Pas d’obligation d’indiquer dans l’avis d’audience la possibilité de déposer une note en délibéré dans le cadre d’un référé-suspension

Auteur : CHARLES-NEVEU Brigitte
Publié le : 15/05/2019 15 mai mai 05 2019

L’absence, dans l’avis d’audience, de l’indication de la possibilité de déposer une note en délibéré, entache-t-elle d’irrégularité la procédure de référé-suspension au terme de laquelle l’ordonnance contestée a été rendue ?
C’est la question à laquelle le Conseil d’Etat a répondu négativement dans une décision rendue le 25 janvier 2019.

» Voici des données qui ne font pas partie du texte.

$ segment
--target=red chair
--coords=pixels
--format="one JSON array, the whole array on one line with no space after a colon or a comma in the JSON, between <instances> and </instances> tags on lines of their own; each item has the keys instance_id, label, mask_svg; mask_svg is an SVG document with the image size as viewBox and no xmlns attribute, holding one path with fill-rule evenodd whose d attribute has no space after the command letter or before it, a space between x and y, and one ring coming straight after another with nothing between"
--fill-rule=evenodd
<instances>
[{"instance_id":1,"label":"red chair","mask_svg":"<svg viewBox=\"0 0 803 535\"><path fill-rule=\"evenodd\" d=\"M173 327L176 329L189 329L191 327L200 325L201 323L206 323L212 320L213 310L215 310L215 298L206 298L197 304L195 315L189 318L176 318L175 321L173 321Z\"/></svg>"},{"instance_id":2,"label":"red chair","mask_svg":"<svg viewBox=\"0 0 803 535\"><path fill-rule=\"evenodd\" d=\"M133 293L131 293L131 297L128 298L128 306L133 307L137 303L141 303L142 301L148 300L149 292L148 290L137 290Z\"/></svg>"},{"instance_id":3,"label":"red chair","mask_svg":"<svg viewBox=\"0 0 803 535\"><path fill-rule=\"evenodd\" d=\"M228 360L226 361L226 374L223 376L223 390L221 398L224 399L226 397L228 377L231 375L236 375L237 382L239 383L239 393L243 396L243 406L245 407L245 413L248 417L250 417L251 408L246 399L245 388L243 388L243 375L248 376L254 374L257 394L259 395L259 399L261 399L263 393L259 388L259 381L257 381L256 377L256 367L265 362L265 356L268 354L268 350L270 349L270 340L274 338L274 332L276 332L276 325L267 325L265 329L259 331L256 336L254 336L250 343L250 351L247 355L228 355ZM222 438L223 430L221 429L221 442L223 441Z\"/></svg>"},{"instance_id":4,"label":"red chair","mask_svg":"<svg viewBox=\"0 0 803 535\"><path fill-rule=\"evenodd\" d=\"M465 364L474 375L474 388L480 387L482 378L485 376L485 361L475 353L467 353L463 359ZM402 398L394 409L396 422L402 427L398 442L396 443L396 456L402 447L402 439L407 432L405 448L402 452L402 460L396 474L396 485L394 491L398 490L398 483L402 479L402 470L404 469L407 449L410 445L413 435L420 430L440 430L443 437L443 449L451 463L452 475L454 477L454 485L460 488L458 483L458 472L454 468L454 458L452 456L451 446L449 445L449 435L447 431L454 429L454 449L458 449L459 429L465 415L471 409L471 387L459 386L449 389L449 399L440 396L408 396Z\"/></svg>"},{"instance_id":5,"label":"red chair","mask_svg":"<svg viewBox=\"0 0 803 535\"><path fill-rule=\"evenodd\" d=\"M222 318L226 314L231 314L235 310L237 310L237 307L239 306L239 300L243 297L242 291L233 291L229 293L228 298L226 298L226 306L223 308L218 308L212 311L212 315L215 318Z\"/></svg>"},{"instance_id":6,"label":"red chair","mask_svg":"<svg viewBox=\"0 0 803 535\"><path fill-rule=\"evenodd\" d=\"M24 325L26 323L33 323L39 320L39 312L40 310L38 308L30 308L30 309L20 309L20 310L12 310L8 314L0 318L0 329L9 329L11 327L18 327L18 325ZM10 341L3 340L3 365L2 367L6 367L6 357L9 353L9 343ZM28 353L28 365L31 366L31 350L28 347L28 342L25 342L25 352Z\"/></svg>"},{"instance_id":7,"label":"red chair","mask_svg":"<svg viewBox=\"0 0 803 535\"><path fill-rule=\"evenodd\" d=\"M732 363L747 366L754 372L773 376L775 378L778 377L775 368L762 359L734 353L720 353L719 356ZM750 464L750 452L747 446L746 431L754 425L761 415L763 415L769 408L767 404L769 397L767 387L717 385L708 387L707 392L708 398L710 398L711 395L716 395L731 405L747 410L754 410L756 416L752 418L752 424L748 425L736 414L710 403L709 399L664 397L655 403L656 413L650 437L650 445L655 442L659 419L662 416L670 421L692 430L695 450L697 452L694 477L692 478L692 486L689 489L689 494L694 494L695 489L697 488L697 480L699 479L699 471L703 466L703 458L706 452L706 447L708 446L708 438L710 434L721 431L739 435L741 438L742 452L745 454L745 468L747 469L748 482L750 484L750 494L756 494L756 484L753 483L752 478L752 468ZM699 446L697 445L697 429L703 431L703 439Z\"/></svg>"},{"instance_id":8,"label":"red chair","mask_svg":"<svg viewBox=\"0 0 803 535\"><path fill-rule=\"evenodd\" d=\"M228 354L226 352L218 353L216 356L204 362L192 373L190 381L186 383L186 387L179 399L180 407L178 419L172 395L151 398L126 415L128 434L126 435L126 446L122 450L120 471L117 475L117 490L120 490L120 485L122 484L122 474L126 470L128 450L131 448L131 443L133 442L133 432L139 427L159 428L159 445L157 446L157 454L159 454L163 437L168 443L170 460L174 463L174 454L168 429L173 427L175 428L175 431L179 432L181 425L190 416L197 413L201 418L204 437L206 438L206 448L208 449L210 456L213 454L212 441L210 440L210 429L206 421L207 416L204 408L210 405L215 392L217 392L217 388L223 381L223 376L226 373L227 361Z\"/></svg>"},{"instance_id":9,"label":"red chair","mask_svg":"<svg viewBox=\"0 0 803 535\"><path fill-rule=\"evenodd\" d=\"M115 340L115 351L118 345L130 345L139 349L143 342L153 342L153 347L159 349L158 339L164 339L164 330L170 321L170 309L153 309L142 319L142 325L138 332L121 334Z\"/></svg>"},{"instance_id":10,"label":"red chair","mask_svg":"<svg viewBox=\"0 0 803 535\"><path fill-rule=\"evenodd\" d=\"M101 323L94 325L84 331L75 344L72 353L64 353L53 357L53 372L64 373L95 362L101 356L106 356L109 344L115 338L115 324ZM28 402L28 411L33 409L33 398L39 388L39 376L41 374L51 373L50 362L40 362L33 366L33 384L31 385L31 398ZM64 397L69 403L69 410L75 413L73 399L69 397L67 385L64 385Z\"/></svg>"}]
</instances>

En l’espèce, la requérante reprochait à la convocation à l’audience de référé suspension de n’avoir pas précisé la possibilité de dépôt d’une note en délibéré et en concluait que la procédure étant irrégulière, l’ordonnance rendue à son terme devait être annulée.  
C’est au visa des articles L. 521-1, L. 522-1, R. 522-6, R. 711-2 et R. 731-3 du Code de justice administrative que le Conseil d’Etat estime «qu’il appartient au juge des référés saisi sur le fondement de l’article L. 521-1 de ce code, compte tenu des caractéristiques de cette procédure, d’aviser les parties de la date d’audience par tous moyens utiles, sans que s’appliquent les règles fixées par l’article R. 711-2».
  Tant les dispositions du Code de justice administrative que la jurisprudence tendent à concilier les exigences du procès équitable avec celles propres aux procédures d’urgence. La solution retenue apparait conforme à cette double préoccupation

  I - La soumission du procès administratif aux exigences du procès équitable -au rang desquelles le respect du contradictoire- ne fait plus de doute
L'instruction des affaires est contradictoire, le principe est posé au titre préliminaire du Code de justice administrative à l’article L. 5.
 
La possibilité d’adresser une note en délibéré participe du caractère contradictoire de la procédure administrative.
 
C’est la portée qui lui a été reconnue par la Cour européenne des droits de l’Homme (CEDH, 7 juin 2001, Req. 39594/98), en un temps où il n’était pas possible aux parties de présenter des observations orales après que le commissaire du Gouvernement eut exposé ses conclusions.
 
Certes, le décret n° 2009-14 du 7 janvier 2009, relatif au rapporteur public des juridictions administratives et au déroulement de l'audience devant ces juridictions a permis aux parties de rependre la parole pour répliquer éventuellement aux conclusions du rapporteur public -qui a succédé au commissaire du Gouvernement- puis le décret n° 2011-1950 du 23 décembre 2011 modifiant le Code de justice administrative a modifié l’ordre des prises de parole successives de sorte que les parties présentent désormais leurs observations orales après les conclusions du rapporteur public.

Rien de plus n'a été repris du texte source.